Regional airline Flybe has issued another profits warning and blamed worsening market conditions for leaving more empty seats on its flights.
The group, which flies from airports including Edinburgh, Bristol, Cardiff, Doncaster and East Midlands, suffered a decline in trade in the three months to June 30 as UK passenger numbers fell 3% to 1.9 million, leaving its planes less than two-thirds full.
Chief executive Jim French warned the Exeter-based firm was battling "another very challenging year" after its UK domestic market slipped into a 3% decline in June, having previously shown signs of stabilising following four years of contraction.
And with business travel to Europe also under pressure, it warned revenues could fall as much as 2% in the year to March and will at best be flat, sending shares down 14% as analysts slashed profit forecasts.
Although the Queen's Diamond Jubilee and the Olympics distorted recent trends, the group said it would respond with more cost-saving measures and will update the market in November.
UK sales rose 0.7% to £156.4 million, reflecting a slight rise in average revenue per passenger.
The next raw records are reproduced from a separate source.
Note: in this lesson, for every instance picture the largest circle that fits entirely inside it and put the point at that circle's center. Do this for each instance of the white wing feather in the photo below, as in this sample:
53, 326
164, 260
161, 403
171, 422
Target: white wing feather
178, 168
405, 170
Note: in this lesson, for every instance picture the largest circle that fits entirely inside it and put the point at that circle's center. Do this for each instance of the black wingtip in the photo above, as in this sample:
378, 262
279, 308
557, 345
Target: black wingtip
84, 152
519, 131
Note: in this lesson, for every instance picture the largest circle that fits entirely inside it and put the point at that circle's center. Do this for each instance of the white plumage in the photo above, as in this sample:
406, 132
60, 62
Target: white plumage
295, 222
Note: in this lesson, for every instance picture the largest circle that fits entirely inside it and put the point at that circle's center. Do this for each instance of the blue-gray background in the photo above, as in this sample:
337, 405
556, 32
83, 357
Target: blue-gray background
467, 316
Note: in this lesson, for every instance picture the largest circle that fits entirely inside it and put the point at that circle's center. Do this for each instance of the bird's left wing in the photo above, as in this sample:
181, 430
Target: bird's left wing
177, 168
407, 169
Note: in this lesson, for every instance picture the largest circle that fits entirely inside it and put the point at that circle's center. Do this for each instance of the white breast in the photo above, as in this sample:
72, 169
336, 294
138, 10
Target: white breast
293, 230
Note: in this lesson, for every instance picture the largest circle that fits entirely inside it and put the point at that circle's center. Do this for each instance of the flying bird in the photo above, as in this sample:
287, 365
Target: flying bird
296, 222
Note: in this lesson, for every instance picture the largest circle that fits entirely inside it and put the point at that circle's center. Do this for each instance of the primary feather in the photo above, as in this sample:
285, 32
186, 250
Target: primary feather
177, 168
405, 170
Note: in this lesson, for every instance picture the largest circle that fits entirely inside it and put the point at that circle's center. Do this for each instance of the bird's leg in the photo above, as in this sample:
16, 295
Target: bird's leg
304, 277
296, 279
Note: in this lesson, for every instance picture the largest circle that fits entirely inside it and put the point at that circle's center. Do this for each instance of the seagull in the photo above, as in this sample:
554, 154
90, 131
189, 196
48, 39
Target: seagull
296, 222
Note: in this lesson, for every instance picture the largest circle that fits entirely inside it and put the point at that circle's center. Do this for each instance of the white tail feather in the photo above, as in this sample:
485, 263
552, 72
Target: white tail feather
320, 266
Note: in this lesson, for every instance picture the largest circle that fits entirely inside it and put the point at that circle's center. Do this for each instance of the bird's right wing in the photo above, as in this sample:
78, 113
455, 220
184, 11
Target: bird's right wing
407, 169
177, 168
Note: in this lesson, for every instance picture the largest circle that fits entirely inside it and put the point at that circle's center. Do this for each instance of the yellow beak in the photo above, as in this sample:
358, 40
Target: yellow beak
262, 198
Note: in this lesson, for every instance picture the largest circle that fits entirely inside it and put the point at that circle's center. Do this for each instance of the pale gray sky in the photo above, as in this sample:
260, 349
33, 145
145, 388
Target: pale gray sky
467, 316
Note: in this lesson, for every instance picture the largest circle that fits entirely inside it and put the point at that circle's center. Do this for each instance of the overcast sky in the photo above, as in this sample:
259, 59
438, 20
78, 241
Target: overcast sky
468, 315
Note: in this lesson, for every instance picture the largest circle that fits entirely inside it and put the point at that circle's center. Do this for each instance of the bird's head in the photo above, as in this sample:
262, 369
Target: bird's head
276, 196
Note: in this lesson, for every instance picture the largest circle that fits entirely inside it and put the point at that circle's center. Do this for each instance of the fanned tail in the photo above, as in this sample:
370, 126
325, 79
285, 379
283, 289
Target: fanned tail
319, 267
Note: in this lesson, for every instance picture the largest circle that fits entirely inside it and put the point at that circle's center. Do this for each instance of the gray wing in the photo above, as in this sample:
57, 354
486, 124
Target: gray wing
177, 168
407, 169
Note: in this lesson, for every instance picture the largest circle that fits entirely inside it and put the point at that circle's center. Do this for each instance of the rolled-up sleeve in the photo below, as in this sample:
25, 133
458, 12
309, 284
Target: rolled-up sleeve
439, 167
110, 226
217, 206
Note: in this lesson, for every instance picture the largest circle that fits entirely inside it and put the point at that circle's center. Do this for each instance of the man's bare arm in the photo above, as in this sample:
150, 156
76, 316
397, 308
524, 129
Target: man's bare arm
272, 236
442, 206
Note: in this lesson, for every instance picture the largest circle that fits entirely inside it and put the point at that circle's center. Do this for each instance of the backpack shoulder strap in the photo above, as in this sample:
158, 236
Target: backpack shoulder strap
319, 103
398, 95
But its growth has been hit after the Office for Fair Trading ordered hidden debit card charges to be scrapped from April.
The fall in passenger numbers left its planes just 62.4% full, down from 63.1% a year ago.
The group has issued a series of profits warnings in recent years, causing its shares to slump in value from about 325p at the time of its flotation at the end of 2010 to 64.3p on Friday afternoon.
Investec analyst Andrew Fitchie said the update was disappointing, adding that Flybe's domestic routes have "adverse economic backdrops".
He now expects the group to make a £14.5 million loss this year, having previously expected £500,000 profits.